Dependencies and installation instructions
If you take this path, make sure you have Python and a MySQL server installed before attempting anything. Thanks a lot to Leon Moonen for spelling out the exact steps (tested on his OS X 10.8.5 machine with Python 2.7.2).
- Install Unidecode:
easy_install Unidecode
- Install SQLAlchemy:
easy_install SQLAlchemy
- Make sure that mysql bin dir is in path (or next step will fail on mysql_config)
- Make sure that mysql lib dir is in dynamic library (or next step will fail on loading the library)
- Install MySQL-Python:
easy_install mysql-python
- Tweek
populateDB.py
for your particular MySQL user and password (the script assumes user root with empty password)
Python scripts
-
initDB.py
: declares the database schema using Python classes (will be automatically mapped to tables by SQLAlchemy). -
populateDB.py
: reads data about the papers and programme committees for each conference and loads it into the database. -
metrics.py
: defines a metrics model and how to compute the metrics. To account for the different ages of the conferences, we use sliding window metrics. For example,- author turnover RNA(c,y,k): fraction of authors at conference c in year y that have not been author between y-k and y-1.
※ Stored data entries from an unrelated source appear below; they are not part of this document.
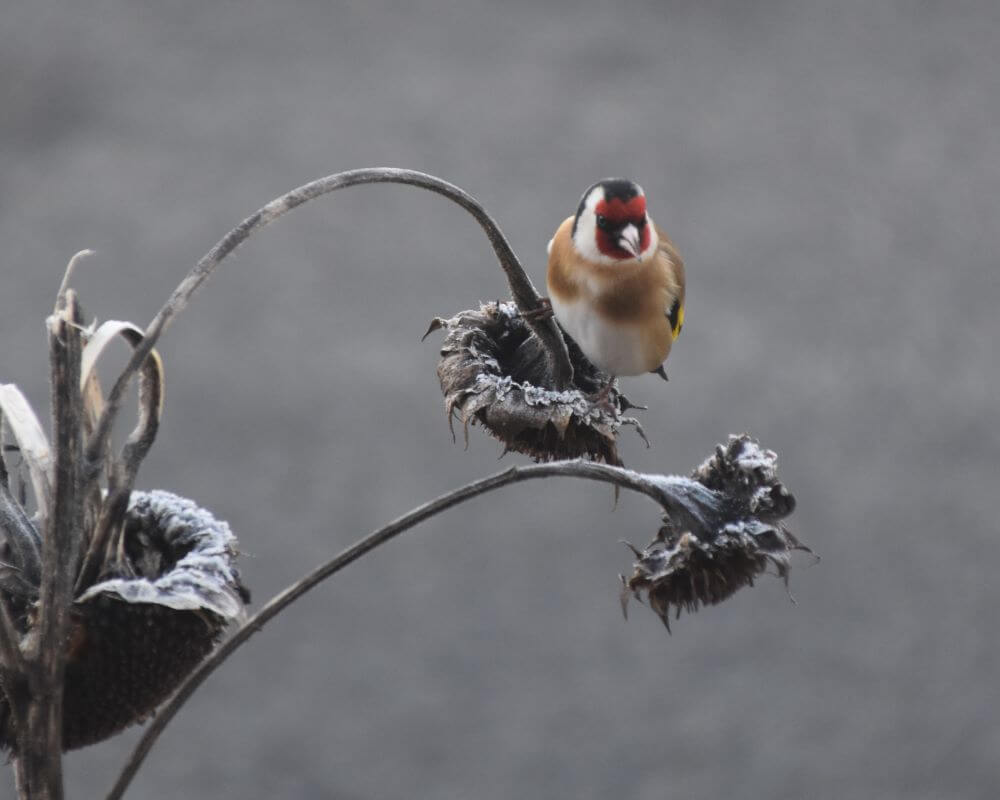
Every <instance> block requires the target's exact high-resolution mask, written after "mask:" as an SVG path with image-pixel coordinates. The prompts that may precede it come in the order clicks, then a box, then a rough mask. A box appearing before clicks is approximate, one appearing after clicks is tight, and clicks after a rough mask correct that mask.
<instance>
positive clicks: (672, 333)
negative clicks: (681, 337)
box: [667, 300, 684, 341]
mask: <svg viewBox="0 0 1000 800" xmlns="http://www.w3.org/2000/svg"><path fill="white" fill-rule="evenodd" d="M667 319H668V320H670V335H671V336H672V337H673V339H674V341H676V340H677V337H678V336H680V335H681V328H683V327H684V306H683V305H682V304H681V301H680V300H674V303H673V305H672V306H670V311H668V312H667Z"/></svg>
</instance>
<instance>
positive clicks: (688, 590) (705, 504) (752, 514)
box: [620, 435, 809, 630]
mask: <svg viewBox="0 0 1000 800" xmlns="http://www.w3.org/2000/svg"><path fill="white" fill-rule="evenodd" d="M776 468H777V455H776V454H775V453H773V452H772V451H770V450H763V449H761V447H760V446H759V445H758V444H757V442H755V441H754V440H753V439H751V438H750V437H749V436H746V435H743V436H731V437H730V438H729V443H728V445H726V446H722V445H719V447H718V448H717V449H716V453H715V455H714V456H712V457H711V458H709V459H708V460H707V461H705V462H704V463H703V464H702V465H701V466H700V467H698V468H697V469H696V470H695V471H694V473H693V474H692V475H691V480H692V483H693V484H697V486H693V487H692V488H694V489H698V487H702V490H708V491H709V492H711V497H712V498H713V499H716V501H715V502H712V503H707V504H701V505H700V506H699V509H700V510H699V513H697V514H692V515H689V516H687V515H686V518H685V519H683V520H679V519H675V518H673V517H672V516H671V515H670V513H669V512H668V514H667V515H665V516H664V525H663V527H662V528H661V529H660V531H659V532H658V533H657V535H656V538H654V540H653V541H652V542H651V543H650V544H649V545H648V546H647V547H646V548H644V549H643V550H641V551H640V550H638V549H637V548H635V547H632V551H633V552H634V553H635V555H636V562H635V564H634V568H633V572H632V575H631V576H630V577H629V578H627V579H626V578H625V577H624V576H620V577H621V581H622V609H623V610H625V609H626V608H627V605H628V600H629V597H630V596H634V597H636V599H639V600H641V599H642V594H643V593H645V594H646V597H647V598H648V600H649V605H650V607H651V608H652V609H653V610H654V611H655V612H656V613H657V614H658V615H659V616H660V618H661V619H662V620H663V623H664V624H665V625H666V626H667V629H668V630H669V629H670V614H671V612H673V613H674V614H675V616H677V617H679V616H680V613H681V611H682V610H686V611H688V612H692V611H696V610H697V609H698V608H699V606H701V605H714V604H716V603H721V602H722V601H723V600H725V599H726V598H728V597H729V596H731V595H732V594H733V593H734V592H735V591H736V590H737V589H739V588H741V587H743V586H752V585H753V582H754V579H755V578H756V577H757V576H758V575H760V574H762V573H764V572H765V571H766V570H767V568H768V566H773V567H774V569H775V571H776V572H777V574H778V575H779V576H780V577H781V578H783V579H784V580H785V581H786V583H787V581H788V573H789V569H790V566H791V565H790V557H791V553H792V551H794V550H805V551H809V548H807V547H805V546H804V545H802V544H801V543H800V542H799V541H798V539H796V538H795V536H794V535H792V533H791V532H790V531H789V530H788V529H787V528H786V527H785V526H784V524H783V522H782V520H783V519H784V518H785V517H787V516H788V515H789V514H791V513H792V511H793V510H794V509H795V498H794V497H792V495H791V494H790V493H789V492H788V490H787V489H786V488H785V486H784V485H783V484H782V483H781V481H779V480H778V478H777V472H776ZM629 546H630V547H631V545H629Z"/></svg>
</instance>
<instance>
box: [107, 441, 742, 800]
mask: <svg viewBox="0 0 1000 800" xmlns="http://www.w3.org/2000/svg"><path fill="white" fill-rule="evenodd" d="M554 476H562V477H570V478H584V479H587V480H594V481H603V482H605V483H611V484H614V485H615V486H617V487H624V488H626V489H631V490H633V491H636V492H641V493H643V494H646V495H648V496H649V497H651V498H653V500H655V501H656V502H657V503H659V505H660V506H661V507H662V508H663V509H665V510H666V511H667V513H668V514H669V515H670V516H671V518H672V519H673V520H675V521H676V523H677V524H678V525H682V526H689V527H693V528H694V529H695V530H698V531H701V530H703V529H705V528H711V527H712V526H714V525H717V524H719V518H720V517H721V518H724V517H725V514H726V502H725V501H726V497H725V496H723V495H721V494H719V493H717V492H713V491H712V490H710V489H707V488H706V487H704V486H703V485H701V484H699V483H698V482H697V481H694V480H691V479H690V478H682V477H677V476H662V475H644V474H641V473H638V472H633V471H631V470H627V469H622V468H621V467H613V466H608V465H606V464H597V463H594V462H592V461H584V460H574V461H555V462H551V463H548V464H532V465H527V466H515V467H511V468H510V469H507V470H504V471H503V472H499V473H497V474H495V475H491V476H489V477H487V478H482V479H480V480H478V481H474V482H473V483H470V484H467V485H466V486H463V487H461V488H459V489H455V490H453V491H451V492H448V493H447V494H444V495H442V496H441V497H438V498H437V499H435V500H431V501H430V502H428V503H425V504H423V505H421V506H418V507H417V508H415V509H413V510H412V511H410V512H408V513H406V514H404V515H403V516H402V517H399V518H398V519H397V520H395V521H394V522H390V523H389V524H388V525H386V526H385V527H382V528H379V529H378V530H376V531H374V532H372V533H370V534H369V535H368V536H366V537H365V538H364V539H361V540H359V541H358V542H356V543H355V544H353V545H351V546H350V547H348V548H347V549H346V550H343V551H342V552H341V553H340V554H339V555H337V556H336V557H335V558H333V559H331V560H330V561H328V562H326V563H325V564H322V565H321V566H319V567H317V568H316V569H314V570H313V571H312V572H310V573H309V574H308V575H306V576H305V577H303V578H301V579H300V580H299V581H297V582H296V583H294V584H292V585H291V586H289V587H288V588H287V589H285V590H284V591H282V592H280V593H279V594H277V595H275V596H274V597H273V598H272V599H271V600H270V601H268V603H267V604H265V605H264V606H263V607H262V608H261V609H260V611H258V612H257V613H256V614H255V615H254V616H252V617H251V618H250V619H249V620H247V622H246V624H244V625H243V627H242V628H240V630H239V631H237V632H236V633H235V634H234V635H233V636H232V637H231V638H230V639H228V640H227V641H226V642H224V643H223V644H222V645H220V646H219V648H218V649H216V650H215V651H214V652H213V653H212V654H211V655H210V656H209V657H208V658H207V659H205V661H203V662H202V663H201V664H200V665H199V666H198V668H197V669H196V670H195V671H194V672H192V673H191V674H190V675H189V676H188V677H187V678H186V679H185V681H184V682H183V683H182V684H181V685H180V687H179V688H178V690H177V693H176V694H175V695H174V696H173V697H172V698H171V699H170V700H169V701H168V702H167V703H166V704H165V705H164V706H163V707H162V708H161V709H160V710H159V711H157V714H156V716H155V717H154V718H153V720H152V722H151V723H150V725H149V727H148V728H147V729H146V731H145V733H144V734H143V736H142V739H140V740H139V743H138V744H137V745H136V747H135V749H134V750H133V752H132V754H131V756H130V757H129V760H128V761H127V762H126V764H125V766H124V767H123V769H122V772H121V774H120V775H119V777H118V780H117V781H116V782H115V785H114V787H113V788H112V789H111V791H110V792H109V793H108V796H107V800H119V799H120V798H121V797H122V795H123V794H124V792H125V790H126V789H127V788H128V785H129V783H131V781H132V779H133V778H134V777H135V774H136V772H137V771H138V769H139V767H140V766H141V765H142V762H143V760H144V759H145V757H146V755H147V753H149V750H150V748H151V747H152V746H153V744H154V743H155V742H156V740H157V738H158V737H159V735H160V734H161V733H162V732H163V729H164V728H165V727H166V726H167V723H169V722H170V720H171V719H173V717H174V716H175V715H176V714H177V712H178V711H179V710H180V708H181V707H182V706H183V705H184V704H185V703H186V702H187V700H188V698H190V696H191V695H192V694H193V693H194V691H195V690H196V689H197V688H198V687H199V686H200V685H201V684H202V683H203V682H204V680H205V679H206V678H207V677H208V676H209V675H211V674H212V673H213V672H214V671H215V670H216V669H217V668H218V667H219V665H221V664H222V662H223V661H225V660H226V659H227V658H228V657H229V656H230V655H232V653H233V652H235V651H236V650H237V649H238V648H239V647H240V646H241V645H242V644H243V643H244V642H246V641H247V640H248V639H249V638H250V637H251V636H253V634H255V633H256V632H257V631H259V630H260V629H261V628H262V627H263V626H264V625H265V624H266V623H267V622H269V621H270V620H271V619H273V618H274V617H275V616H277V615H278V614H279V613H280V612H281V611H283V610H284V609H285V608H287V607H288V606H289V605H291V604H292V603H294V602H295V601H296V600H297V599H298V598H300V597H301V596H302V595H304V594H305V593H306V592H308V591H309V590H310V589H312V588H313V587H315V586H316V585H317V584H319V583H321V582H322V581H324V580H326V579H327V578H329V577H330V576H331V575H334V574H335V573H337V572H339V571H340V570H342V569H343V568H344V567H346V566H348V565H349V564H351V563H353V562H354V561H357V560H358V559H359V558H361V557H362V556H363V555H365V554H366V553H368V552H370V551H372V550H374V549H375V548H376V547H379V546H380V545H383V544H385V543H386V542H388V541H389V540H390V539H393V538H395V537H396V536H398V535H399V534H401V533H403V532H404V531H406V530H409V529H410V528H412V527H414V526H415V525H417V524H418V523H420V522H423V521H424V520H427V519H430V518H431V517H433V516H436V515H437V514H440V513H441V512H442V511H445V510H446V509H448V508H451V507H452V506H455V505H458V504H460V503H464V502H465V501H466V500H471V499H472V498H473V497H477V496H479V495H481V494H485V493H486V492H491V491H493V490H494V489H500V488H502V487H504V486H507V485H509V484H512V483H520V482H521V481H527V480H532V479H536V478H549V477H554Z"/></svg>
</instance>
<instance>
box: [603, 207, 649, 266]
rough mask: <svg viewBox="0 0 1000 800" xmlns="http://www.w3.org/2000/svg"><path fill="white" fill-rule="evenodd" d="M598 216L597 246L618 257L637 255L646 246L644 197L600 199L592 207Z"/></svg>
mask: <svg viewBox="0 0 1000 800" xmlns="http://www.w3.org/2000/svg"><path fill="white" fill-rule="evenodd" d="M594 213H595V214H596V215H597V232H596V244H597V249H598V250H600V252H601V253H603V254H604V255H606V256H609V257H611V258H617V259H621V260H624V259H628V258H639V257H640V255H641V254H642V253H643V252H644V251H645V250H646V248H647V247H649V225H648V224H647V223H646V198H645V197H643V196H642V195H637V196H635V197H633V198H631V199H629V200H628V201H623V200H622V199H621V198H620V197H612V198H611V199H610V200H606V199H605V200H601V201H600V202H598V204H597V205H596V206H595V207H594Z"/></svg>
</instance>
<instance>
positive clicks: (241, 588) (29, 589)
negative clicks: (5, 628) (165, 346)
mask: <svg viewBox="0 0 1000 800" xmlns="http://www.w3.org/2000/svg"><path fill="white" fill-rule="evenodd" d="M74 302H75V299H74V298H73V297H72V293H70V305H71V306H73V303H74ZM72 310H73V311H75V306H73V308H72ZM70 319H72V320H73V321H74V325H73V328H72V330H74V331H76V333H74V335H79V336H81V337H82V338H83V339H84V340H85V341H86V346H85V347H83V348H82V352H81V353H80V355H79V359H80V375H81V387H80V388H81V398H82V401H83V404H82V405H83V415H82V417H81V423H80V427H81V428H82V430H80V431H77V435H78V437H79V440H78V441H79V442H81V443H83V442H86V441H89V440H90V439H91V437H92V436H93V433H94V425H95V423H96V420H97V419H98V417H99V416H100V413H101V410H102V394H101V391H100V386H99V384H98V383H97V378H96V375H95V374H94V372H93V366H94V362H95V361H96V360H97V358H98V356H99V355H100V353H101V351H102V350H103V349H104V347H105V346H106V345H107V343H108V342H109V341H110V340H112V339H113V338H117V336H118V335H122V336H124V337H125V338H126V339H128V340H129V341H130V342H131V343H132V344H133V345H136V344H137V343H138V342H140V341H141V340H142V333H141V331H140V330H139V329H138V328H136V327H135V326H133V325H130V324H129V323H122V322H107V323H105V324H104V325H102V326H100V327H92V328H84V327H83V326H82V325H81V324H79V321H78V320H77V319H76V318H75V317H70ZM162 390H163V366H162V363H161V362H160V359H159V356H158V355H156V353H155V351H153V353H152V355H151V356H150V358H149V359H148V360H147V362H146V365H145V366H144V368H143V371H142V374H141V376H140V381H139V401H140V414H139V417H140V421H139V425H138V426H137V428H136V429H135V430H134V431H133V432H132V434H131V435H130V436H129V437H128V440H127V442H126V444H125V446H124V447H123V449H122V451H121V454H119V455H113V456H112V455H109V457H108V460H107V462H106V471H105V475H104V486H101V483H100V481H99V480H98V479H97V478H95V479H94V480H93V481H92V482H90V483H88V484H87V485H86V486H85V487H83V488H82V489H81V491H80V492H79V497H80V504H81V506H82V507H81V508H80V509H79V512H78V513H79V519H80V520H81V524H82V530H80V532H79V533H80V539H79V541H74V544H73V549H76V550H78V553H79V557H78V558H77V559H75V560H74V561H71V563H76V570H75V573H74V575H75V581H76V588H75V592H74V596H73V603H72V605H71V607H70V610H69V613H70V630H69V632H68V635H67V638H66V641H65V651H64V652H65V656H66V664H65V677H64V697H63V747H64V748H65V749H71V748H75V747H82V746H84V745H88V744H91V743H94V742H98V741H100V740H102V739H104V738H107V737H108V736H111V735H112V734H114V733H116V732H117V731H119V730H121V729H122V728H125V727H126V726H128V725H132V724H134V723H136V722H141V721H142V720H144V719H146V718H147V717H148V716H149V715H150V714H152V713H153V711H154V709H155V708H156V706H157V705H158V704H159V703H161V702H162V701H163V700H164V699H166V698H167V697H168V696H169V695H170V694H171V693H172V692H173V691H174V689H176V688H177V686H178V685H179V684H180V682H181V681H182V680H184V678H185V677H186V676H187V675H188V674H189V673H190V671H191V670H192V669H193V668H194V667H195V666H197V664H198V663H199V662H200V661H201V660H202V659H204V657H205V656H206V655H207V654H208V653H209V652H210V651H211V649H212V647H213V646H214V644H215V643H216V642H217V641H218V639H219V637H220V635H221V634H222V632H223V630H224V629H225V627H226V626H227V625H228V624H229V623H230V622H232V621H233V620H236V619H238V618H240V617H242V616H243V615H244V614H245V604H246V603H247V602H248V601H249V594H248V593H247V591H246V589H245V588H244V587H243V585H242V583H241V581H240V576H239V573H238V571H237V569H236V565H235V561H236V556H237V549H236V539H235V537H234V536H233V534H232V532H231V531H230V529H229V526H228V525H227V524H226V523H225V522H222V521H220V520H216V519H215V518H214V517H213V516H212V514H211V513H209V512H208V511H206V510H204V509H202V508H199V507H198V506H196V505H195V504H194V503H193V502H191V501H190V500H186V499H184V498H181V497H178V496H176V495H173V494H170V493H169V492H162V491H152V492H141V491H135V490H133V481H134V478H135V473H136V471H137V469H138V467H139V464H140V463H141V460H142V458H143V456H144V455H145V454H146V452H148V450H149V448H150V446H151V445H152V443H153V439H154V438H155V434H156V430H157V427H158V424H159V418H160V411H161V406H162V396H163V395H162ZM5 430H6V431H7V433H8V434H9V441H8V438H7V437H5V435H4V433H3V432H4V431H5ZM0 445H2V451H0V599H2V600H3V602H4V603H5V604H6V606H7V609H8V610H9V611H10V612H11V617H12V621H13V625H14V628H15V632H16V634H18V635H19V636H20V637H21V647H22V650H26V649H28V648H29V647H30V646H31V644H32V642H34V641H36V640H37V638H38V636H39V634H38V622H39V620H38V616H39V615H38V613H37V606H38V599H39V588H40V575H41V570H40V563H41V559H40V553H41V545H42V532H43V531H45V530H46V523H45V520H46V518H47V517H49V516H51V514H53V513H54V512H53V510H52V504H51V496H52V491H51V487H52V486H53V474H52V470H53V458H52V451H51V448H50V445H49V443H48V440H47V438H46V436H45V433H44V432H43V430H42V427H41V424H40V423H39V422H38V419H37V417H36V415H35V414H34V412H33V411H32V409H31V407H30V405H29V404H28V403H27V400H26V399H25V398H24V396H23V395H22V394H21V392H20V391H19V390H18V389H17V387H16V386H13V385H0ZM4 456H7V457H8V461H9V462H10V464H11V466H12V469H11V470H10V471H8V469H7V462H5V461H4ZM22 468H23V470H24V471H26V472H27V474H28V476H29V478H30V485H31V487H32V496H33V498H34V506H35V510H34V514H33V515H31V514H29V512H28V510H26V508H25V501H26V500H27V497H28V492H27V485H28V483H29V482H28V481H25V480H23V479H22V480H21V481H20V483H21V486H20V487H18V486H17V480H16V479H17V478H18V477H19V475H20V473H21V472H22ZM12 473H13V474H12ZM81 482H82V481H81ZM13 691H15V690H14V689H12V688H10V687H9V686H8V687H6V688H5V683H4V671H3V670H0V749H6V750H16V749H17V748H18V729H17V720H16V715H15V714H14V713H13V709H12V703H11V698H13V697H14V694H12V693H11V694H10V695H9V696H8V694H7V693H6V692H13Z"/></svg>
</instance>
- programme committee turnover RNC(c,y,k): fraction of PC of c in year y that have not served on the PC between y-k and y-1.
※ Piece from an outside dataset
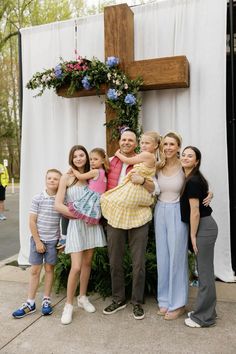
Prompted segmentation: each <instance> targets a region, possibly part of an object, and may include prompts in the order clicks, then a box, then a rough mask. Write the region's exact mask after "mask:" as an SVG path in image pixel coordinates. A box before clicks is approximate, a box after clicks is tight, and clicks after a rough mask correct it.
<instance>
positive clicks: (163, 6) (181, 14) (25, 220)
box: [19, 0, 235, 281]
mask: <svg viewBox="0 0 236 354" xmlns="http://www.w3.org/2000/svg"><path fill="white" fill-rule="evenodd" d="M226 4H227V1H226V0H222V1H217V6H216V1H215V0H166V1H156V2H155V3H150V4H146V5H142V6H136V7H133V8H132V10H133V12H134V25H135V36H134V37H135V59H136V60H139V59H140V60H141V59H149V58H156V57H167V56H173V55H186V56H187V58H188V60H189V63H190V75H191V80H190V88H186V89H171V90H160V91H149V92H145V93H142V98H143V106H142V112H141V119H142V124H143V128H144V131H145V130H158V131H159V132H160V133H161V134H162V135H164V134H165V133H166V132H168V131H170V130H174V131H177V132H179V133H180V134H181V135H182V137H183V147H184V146H186V145H189V144H191V145H196V146H197V147H199V148H200V150H201V151H202V172H203V173H204V174H205V176H206V177H207V179H208V181H209V184H210V190H212V191H213V193H214V198H213V201H212V207H213V210H214V214H213V216H214V218H215V219H216V220H217V223H218V226H219V236H218V239H217V242H216V247H215V274H216V276H217V277H218V278H220V279H221V280H223V281H234V279H235V278H234V274H233V271H232V266H231V254H230V226H229V224H230V223H229V190H228V166H227V137H226V64H225V63H226V60H225V56H226ZM77 23H78V34H77V41H75V31H74V26H75V21H74V20H71V21H65V22H61V23H53V24H50V25H45V26H40V27H34V28H28V29H24V30H22V31H21V33H22V42H23V78H24V86H25V84H26V82H27V81H28V80H29V79H30V78H31V76H32V75H33V73H34V72H36V71H40V70H43V69H44V68H48V67H52V66H55V65H56V64H57V63H58V59H59V57H60V56H61V57H63V59H68V60H70V59H73V58H74V49H75V42H76V43H77V47H78V48H77V49H78V52H79V54H80V55H82V56H87V58H91V57H92V56H95V57H98V58H99V59H100V60H104V36H103V32H104V24H103V15H96V16H91V17H88V18H84V19H79V20H77ZM111 30H112V29H111ZM39 43H40V45H39ZM104 111H105V105H104V97H102V98H98V97H87V98H79V99H64V98H61V97H57V96H56V95H55V94H54V93H53V92H46V93H44V95H43V96H42V97H40V98H37V99H34V98H33V93H32V92H31V91H28V90H27V89H24V104H23V131H22V136H23V139H22V162H21V196H20V238H21V251H20V254H19V263H20V264H26V263H27V259H28V251H29V248H28V237H29V230H28V210H29V206H30V201H31V198H32V196H33V195H34V194H35V193H37V192H38V191H39V190H40V189H42V188H43V185H44V175H45V172H46V170H47V169H48V168H52V167H55V168H59V169H61V170H62V171H65V170H66V169H67V166H68V165H67V158H68V152H69V149H70V147H71V146H72V145H74V144H76V143H79V144H83V145H85V146H86V148H87V149H88V150H90V149H91V148H93V147H95V146H101V147H105V145H106V143H105V128H104V126H103V123H104V122H105V113H104Z"/></svg>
- inbreeding ratio RAC(c,y,k): fraction of papers published at c in year y co-authored by PC members from y-k to y.
For a complete list of metrics check this list, or see our Science of Computer Programming article.
-
queryDB.py
: queries the database, computes the metrics defined in the metrics model, and outputs the results to CSV files. For an example of a visualisation of these results, we include thevisualisation.r
R script that produces the following plot for RAC(c,y,0), the fraction of papers each year co-authored by PC members from that year.
Licenses
- The database is made available under the Open Database License
- Any rights in individual contents of the database (i.e., the data) are licensed under the Database Contents License
- The tooling (e.g., Python scripts and R scripts) used are licensed under the GNU Lesser General Public License version 3
Citation information
If you find the dataset or tooling useful in your research, please consider citing the following paper:
Bogdan Vasilescu, Alexander Serebrenik, and Tom Mens, "Mining software engineering conference data", in MSR '13: Proceedings of the 10th Working Conference on Mining Software Repositories, May 18-–19, 2013. San Francisco, California, USA; pages 373–376, ACM.
Additionally, if you're interested in a "health assessment" of software engineering conferences, consider reading our Science of Computer Programming paper:
Bogdan Vasilescu, Alexander Serebrenik, Tom Mens, Mark van den Brand, and Ekaterina Pek, "How healthy are software engineering conferences?", Science of Computer Programming 89, Part C, (2014), 251–272.